Put simply, and literally, they also noted: “He’s killing us.”
It’s easy to ignore the intimate nature of personal data. We’ve been trained to give it away by signing terms and conditions agreements to utilize services where we aren’t fully aware of how our data will be utilized or shared. We’ve also been trained to share our data with friends via social media, a practice that is typically reinforced by most wearable manufacturers. Whether you’re letting the world see progress about your fitness or how you slept last night, it’s dead simple to set permissions that will broadcast aspects of your inner life you’ve never been able to reveal before.
This same logic also applies to employees, as demonstrated in the following scenario.
Death by Data
Recently appointed EVP of Social Media for his top-ten PR firm – let’s call him Tom Delancey – assumed he'd been called to see his CEO for a holiday bonus. Having secured a choice article in Fast Company describing the company's forward-thinking approach to wearable devices and innovation, Tom assumed CEO Cheryl would be praising him for positioning the firm as a market leader to their clients. But upon closing the door to her swanky 30th floor corner office, Tom was in for quite a shock:
“You’re fired, Tom. In your Fast Company article you mentioned your innovation meetings with our biggest client happen every week on Thursdays during lunch. One of our competitors went on LinkedIn, identified everyone on your marketing team and their Twitter handles, and followed every tweet generated by their wearable devices. Using a pretty simple algorithm, they were able to correlate what the increase of people's heart rates and other data meant in terms of their mood. Apparently during last week's session something pretty bad happened near the end of the meeting, because everyone's data registered a spike in negative emotion.”
Tom's jaw dropped as his stress-sensing watch registered a massive increase in tension. He gasped as Cheryl turned her laptop on her desk so he could read an Ad Age article headline written in large type: “Delancey Debunked: Our New Client Finds the Off Switch for Quantified Employees.”
“Our new client?” asked Tom. “You mean...”
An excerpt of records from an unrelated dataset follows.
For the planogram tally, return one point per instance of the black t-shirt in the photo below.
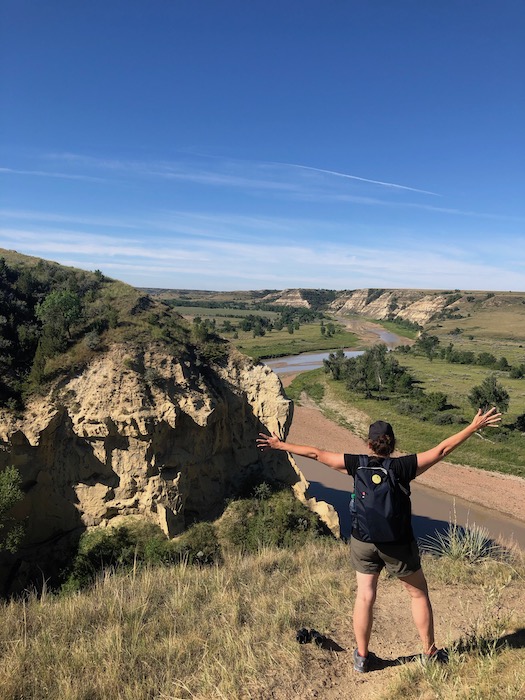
(403, 467)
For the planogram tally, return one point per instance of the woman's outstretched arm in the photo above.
(334, 460)
(481, 420)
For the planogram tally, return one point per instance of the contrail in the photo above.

“Correct,"” Cheryl interrupted. “Our biggest client just fired our agency because you unintentionally broadcast the emotional and quantified data of your team. They didn’t have to say a word. Their data essentially said our client's new product sucks.”
Data by Design
While this vignette may seem futuristic, devices exist today that are designed to read your brainwaves to control objects with your thoughts. So, for example, an employee forgetting to switch his mental settings from public to private could conceivably tweet a negative thought about a client. Companion robots using affective computing technology that analyze and influence human emotions could also start broadcasting our moods at work.
Just think how easy it might be for your office photocopier to post on Medium after you aggressively punched the “print” button multiple times before a big meeting. More likely, after your fingerprint is matched to your actions, the copy machine may determine that your anger issues are negatively affecting the office and you’ll be let go.
Though the example I’ve cited may seem far-fetched, it represents an emerging and important privacy issue centered around how employees share data publicly with their IoT devices in and out of the workplace. In the same way companies learned to set social media policies to guide employees (e.g. saying, “tweets are my own” on Twitter), organizations need to set similar regulations regarding wearables.
In some ways, this boils down to the human dimension of risk-based security, an area that will be addressed at the upcoming Rock Stars of Risk-Based Security technology event in Washington DC next month. Since security is fundamentally a human-to-human conflict, understanding users, attackers, and defenders is core to containing and minimizing the threats our Internet-based society faces.
It’s also important to start slow when building employee wellness or other programs utilizing quantified self tools, as Ken Favaro and Ramesh Nair point out in their excellent article, The Quantified Self Goes Corporate. Rather than focus on quick hits or flashy results like my fictional Tom Delancey, the authors provide a great description of what they call, the “quantified core; it is the enterprise equivalent of the ‘quantified self’ movement, the tracking of individuals’ health and daily life patterns for the sake of improving both.” This process demands buy-in from the C-suite with a broad understanding of what it means to improve employee well-being, including physical, emotional, and cultural sensitivities at any program’s core.
Wearable data devices are the modern equivalent of blogs broadcasting directly to the Internet of Things. This is a good analogy to frame your policies regarding how employees utilize their quantified tools in the workplace. While they may not realize their data could be interpreted as inappropriate or breaking corporate confidences, unless they’ve updated their settings accordingly, that choice is not theirs to make.